Un altro nodo cruciale è rappresentato dalla carenza di asili nido nel nostro Paese: secondo l’ultimo rapporto dell’Istituto degli Innocenti (incaricato del monitoraggio sui ‘nidi’) l’Italia è ferma a quota 23 per cento; in particolare, solo Emilia Romagna, Toscana e Umbria hanno le carte in regola per raggiungere l’obiettivo di Lisbona: 33 posti ogni 100 bambini (entro il 2010). Il resto del Paese non presenta servizi sufficienti a disposizione dei bambini al di sotto dei tre anni: la copertura media del servizio in Italia corrisponde solo al 12,7% e addirittura all’1% in alcune zone del Mezzogiorno. Una situazione anomala rispetto a quella di altri Paesi europei, come la Danimarca che si attesta al 60%, l’Irlanda al 40% e la Francia al 29%. Preoccupa inoltre l’incremento medio delle tariffe e infastidiscono le liste di attesa.

Dall’analisi dei dati, custodita dal Ministero degli Interni e relativa al 2007, emerge che il numero degli asili nido comunali sia cresciuto solo del 2,4% rispetto al 2006. In media il 25% dei richiedenti rimane in lista d’attesa. Il picco spetta alla Campania con il 42% di bimbi in lista di attesa, seguita da Lazio (36%) e Umbria (35%).

Occorre favorire lo sviluppo di una  chiara coscienza civile, consapevoli del fatto che la diminuzione delle disuguaglianze di genere passa anche attraverso la realizzazione di servizi per l’infanzia. Supportando i genitori, inoltre, si favorisce la crescita economica del Paese.

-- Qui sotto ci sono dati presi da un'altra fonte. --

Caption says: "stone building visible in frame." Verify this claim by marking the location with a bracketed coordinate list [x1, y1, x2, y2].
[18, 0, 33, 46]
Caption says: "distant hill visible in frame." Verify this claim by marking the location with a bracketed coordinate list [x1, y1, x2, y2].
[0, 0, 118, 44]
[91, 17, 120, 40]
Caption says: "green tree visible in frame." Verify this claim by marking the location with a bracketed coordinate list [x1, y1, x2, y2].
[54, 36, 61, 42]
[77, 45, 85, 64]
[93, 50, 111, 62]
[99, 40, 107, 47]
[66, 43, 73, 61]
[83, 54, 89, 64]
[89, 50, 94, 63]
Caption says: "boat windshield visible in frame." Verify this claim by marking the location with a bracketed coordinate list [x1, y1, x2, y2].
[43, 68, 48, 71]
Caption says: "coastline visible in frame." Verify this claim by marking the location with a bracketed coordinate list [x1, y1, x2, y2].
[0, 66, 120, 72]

Il nuovo Governo si trova a dover affrontare un lavoro immane ma dall’Europa provengono segnali incoraggianti: la percezione della nostra nazione è migliorata. L’Unione è cosciente del fatto che “l’Italia deve affrontare rapidamente le sfide formidabili che ha di fronte, ma il nuovo Governo ha il know-how” per portare avanti le riforme necessarie, finalizzate a risanare le debolezze strutturali del Paese. Ciò è quanto emerge dal documento firmato dal commissario europeo agli Affari economici Olli Rehn: sedici pagine per incentivare il Governo italiano e dire che serve subito una manovra da 11 miliardi di euro.

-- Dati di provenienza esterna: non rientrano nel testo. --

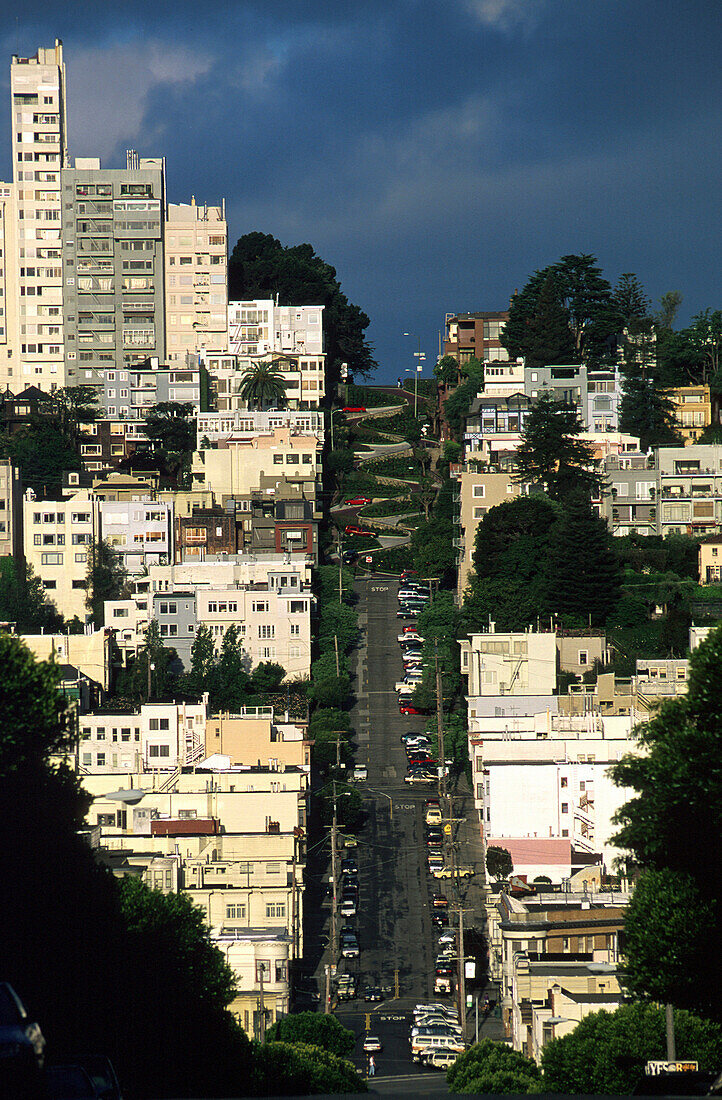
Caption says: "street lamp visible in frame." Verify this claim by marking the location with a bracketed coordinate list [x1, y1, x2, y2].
[403, 332, 426, 418]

Fronteggiare le disuguaglianze di genere, soprattutto in campo economico, vuol dire maturare degli obiettivi di crescita, ed è evidente che nei Paesi dove le disparità tra uomini e donne sono meno marcate si affermano strategie politiche ed economiche in grado di valorizzare l’universo femminile, considerato un fattore di sviluppo per la società. Ciò non accade in Italia, dove lavoro e maternità sono più inconciliabili che in qualsiasi altro Paese europeo e un quarto delle donne abbandona il lavoro dopo la nascita di un figlio.

Il ‘governo tecnico di impegno nazionale’ del professor Monti annuncia strategie nuove che mirano a risollevare il sistema Paese anche in termini di uguaglianza di genere, partendo dal problema dell’occupazione. Per riformare il Paese in pochi mesi serve però anche l’appoggio dei partiti, delle parti sociali e dell’opinione pubblica. La stessa Unione Europea consiglia al premier di “spiegare chiaramente e in modo convincente l’insostenibilità dei costi di un fallimento e i benefici, per la società, di un successo”. Il  rischio di default, inoltre, “può aumentare rapidamente in assenza di risposte adeguate”. Di fronte all’entrata in scena del nuovo esecutivo di Mario Monti il commissario Rehn, aveva avvertito: “Il monitoraggio Ue sull’Italia proseguirà. Il lavoro con il nuovo governo è avviato e le sfide che deve affrontare sono difficili”.

E’ comunque ancora possibile dare ‘risposte adeguate’, rimuovere gli ostacoli alla crescita ma, per riparare i danni, occorre lavorare sodo. Ci si affida alla ricette del Professore per dare una scossa positiva al Paese che, nello stato attuale, non può più aspettare.